Ich will aber auch sagen, Herr Bensch, ich glaube nicht, dass man mit einer so kontroversen Einrichtung gerade die Attraktivität der Pflegeberufe fördert. Ich kann mir gar nicht vorstellen, dass Sie erst einmal alle in eine Debatte jagen, in der es eher ein Hauen und Stechen gibt. Ihnen ist hoffentlich auch bekannt, dass außer Bremen nur noch das Saarland eine Arbeitnehmerkammer hat und dass Rheinland-Pfalz exakt dieses Problem eben nicht hat, wenn es denn eine einrichten sollte, und auch Schleswig-Holstein hatten Sie, glaube ich, genannt. Deshalb ist es eine etwas andere Situation.

(Abg. B e n s c h [CDU]: Das ist es sowieso!)

Nun hat es ja durchaus einen Prüfauftrag im Ressort gegeben vor meiner Amtszeit, weil der Bremer Pflegerat da war und auch initiativ geworden ist. Diese zumindest aufgenommene Debatte – man hat den Bremer Pflegerat gefragt, wer denn alles dazu steht – hat ergeben, dass dort bisher keine große Einigkeit vorhanden ist, da war nicht viel. Bei einer Unterschriftenaktion, bei der 18 000 Pflegende gefragt worden sind, sind etwa 1 000 Unterschriften zustande gekommen. Da kann man auch nicht sagen, dass es dort eine große Bewegung gibt, die das Ganze unterstützt. Deshalb, Herr Bensch – und das ist Ihnen ja wahrscheinlich bekannt –, kann man sagen, damit werden wir vermutlich die Attraktivität des Pflegeberufes nicht weiterentwickeln können.

(Abg. Frau G a r l i n g [SPD]: Sicher nicht!)
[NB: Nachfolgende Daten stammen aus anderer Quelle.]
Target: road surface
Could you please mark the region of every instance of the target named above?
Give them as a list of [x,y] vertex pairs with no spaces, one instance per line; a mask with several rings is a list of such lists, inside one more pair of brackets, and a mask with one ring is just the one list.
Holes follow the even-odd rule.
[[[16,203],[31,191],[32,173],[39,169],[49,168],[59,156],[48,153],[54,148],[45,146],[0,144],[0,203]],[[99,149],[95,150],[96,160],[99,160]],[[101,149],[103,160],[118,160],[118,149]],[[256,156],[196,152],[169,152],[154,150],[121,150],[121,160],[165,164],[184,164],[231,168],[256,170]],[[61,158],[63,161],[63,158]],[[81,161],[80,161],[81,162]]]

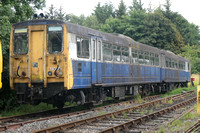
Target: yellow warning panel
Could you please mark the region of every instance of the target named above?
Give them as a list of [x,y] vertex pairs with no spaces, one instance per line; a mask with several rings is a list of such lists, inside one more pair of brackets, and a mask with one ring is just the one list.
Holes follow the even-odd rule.
[[200,115],[200,85],[197,86],[197,114]]

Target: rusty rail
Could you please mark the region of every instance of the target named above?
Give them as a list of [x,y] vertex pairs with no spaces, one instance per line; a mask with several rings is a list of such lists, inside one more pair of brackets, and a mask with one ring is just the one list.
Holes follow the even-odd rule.
[[[187,93],[185,93],[185,94],[187,94]],[[185,95],[185,94],[182,94],[182,95]],[[181,97],[181,95],[178,95],[178,97]],[[176,97],[171,96],[171,97],[166,97],[166,98],[162,98],[162,99],[159,99],[159,100],[154,100],[152,102],[147,102],[147,103],[135,106],[135,107],[122,109],[120,111],[115,111],[115,112],[104,114],[104,115],[99,115],[99,116],[95,116],[95,117],[91,117],[91,118],[87,118],[87,119],[83,119],[83,120],[79,120],[79,121],[75,121],[75,122],[70,122],[70,123],[67,123],[67,124],[63,124],[63,125],[59,125],[59,126],[55,126],[55,127],[51,127],[51,128],[47,128],[47,129],[42,129],[42,130],[39,130],[39,131],[35,131],[34,133],[57,132],[57,131],[60,131],[60,130],[73,128],[73,127],[80,126],[80,125],[83,125],[83,124],[88,124],[88,123],[91,123],[91,122],[94,122],[94,121],[97,121],[97,120],[101,120],[101,119],[105,119],[105,118],[112,118],[113,115],[117,116],[117,115],[123,114],[124,112],[131,112],[131,111],[134,111],[136,109],[141,109],[141,108],[144,108],[144,107],[153,106],[155,104],[165,102],[166,100],[171,100],[172,98],[176,98]],[[196,97],[190,99],[189,101],[194,101],[194,100],[196,100]],[[160,112],[155,112],[155,113],[152,113],[150,115],[141,117],[140,119],[136,119],[134,121],[130,121],[128,123],[121,124],[121,125],[116,126],[116,127],[112,127],[112,128],[107,129],[103,132],[115,132],[116,129],[117,130],[118,129],[126,129],[127,124],[128,125],[134,125],[134,124],[140,123],[141,121],[152,118],[153,116],[158,116],[160,113],[166,113],[170,109],[175,109],[175,107],[177,107],[177,106],[182,106],[182,105],[179,104],[179,105],[176,105],[176,106],[166,108],[164,110],[161,110]]]
[[195,131],[195,129],[199,129],[199,128],[200,128],[200,121],[198,121],[197,123],[192,125],[189,129],[187,129],[185,133],[192,133],[193,131]]
[[[190,92],[188,92],[188,93],[190,93]],[[154,95],[154,96],[145,97],[144,100],[150,101],[150,100],[153,100],[153,99],[156,99],[156,98],[159,98],[159,97],[160,97],[160,95]],[[134,100],[128,100],[128,101],[124,101],[124,102],[121,102],[121,103],[106,105],[106,106],[98,107],[98,108],[95,108],[95,109],[89,109],[89,110],[87,109],[87,110],[82,110],[82,111],[78,111],[78,112],[72,112],[72,113],[67,113],[67,114],[62,114],[62,115],[54,115],[54,116],[50,116],[50,117],[28,120],[28,121],[18,122],[18,123],[14,123],[14,124],[7,124],[7,125],[0,126],[0,131],[19,128],[19,127],[23,126],[24,124],[33,123],[33,122],[37,122],[37,121],[44,121],[44,120],[48,120],[48,119],[67,117],[67,116],[77,115],[77,114],[81,114],[81,113],[86,113],[86,112],[89,112],[89,111],[96,111],[96,110],[99,110],[99,109],[102,109],[102,108],[108,108],[108,107],[115,106],[115,105],[131,104],[131,103],[134,103]],[[67,110],[72,109],[73,107],[77,107],[77,106],[68,107],[68,108],[65,108],[64,110],[67,111]],[[59,111],[59,110],[54,109],[54,110],[47,110],[47,111],[36,112],[36,113],[31,113],[31,114],[2,117],[2,118],[0,118],[0,121],[1,122],[8,122],[8,121],[14,121],[14,119],[23,119],[24,117],[30,117],[31,118],[31,117],[43,115],[43,114],[46,114],[46,113],[52,113],[53,114],[55,111]]]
Es gibt, glaube ich, bessere Instrumente, die hier heute auch schon genannt worden sind, die dort hilfreicher sind. Wir haben ja eine Offensive in Gang gesetzt, und ich finde, das ist auch außerordentlich bedeutend, ich fand die Debatte zu den Pflegeberufen heute auch außerordentlich interessant. Deshalb lohnt es sich natürlich – und jetzt werde ich ein bisschen versöhnlicher –, über die Pflege weiter zu reden, weil sie ein bedeutendes Thema ist, aber lassen Sie uns nicht mit der Kontroverse anfangen, sondern erst einmal mit den Dingen, die sinnvoll sind! – Vielen Dank!

(Beifall bei der SPD und beim Bündnis 90/ Die Grünen)

Weitere Wortmeldungen liegen nicht vor.

Die Beratung ist geschlossen.

Wir kommen zur Abstimmung.

Wer dem Antrag der Fraktion der CDU mit der Drucksachen-Nummer 18/361 seine Zustimmung geben möchte, den bitte ich um das Handzeichen!

(Dafür CDU und Abg. T i m k e [BIW])

Ich bitte um die Gegenprobe!

(Dagegen SPD, Bündnis 90/Die Grünen und DIE LINKE)

Stimmenthaltungen?

Ich stelle fest, die Bürgerschaft (Landtag) lehnt den Antrag ab.

Zum Schluss des heutigen Tages rufe ich noch die Tagesordnungspunkte ohne Debatte auf.

Wahl eines Mitglieds des staatlichen Rechnungsprüfungsausschusses

Der Wahlvorschlag liegt Ihnen schriftlich vor.

Die Beratung ist eröffnet. – Wortmeldungen liegen nicht vor. – Die Beratung ist geschlossen.

Wir kommen zur Wahl.

Wer entsprechend dem Wahlvorschlag wählen möchte, den bitte ich um das Handzeichen!

Ich bitte um die Gegenprobe!

Stimmenthaltungen?

Ich stelle fest, die Bürgerschaft (Landtag) wählt entsprechend.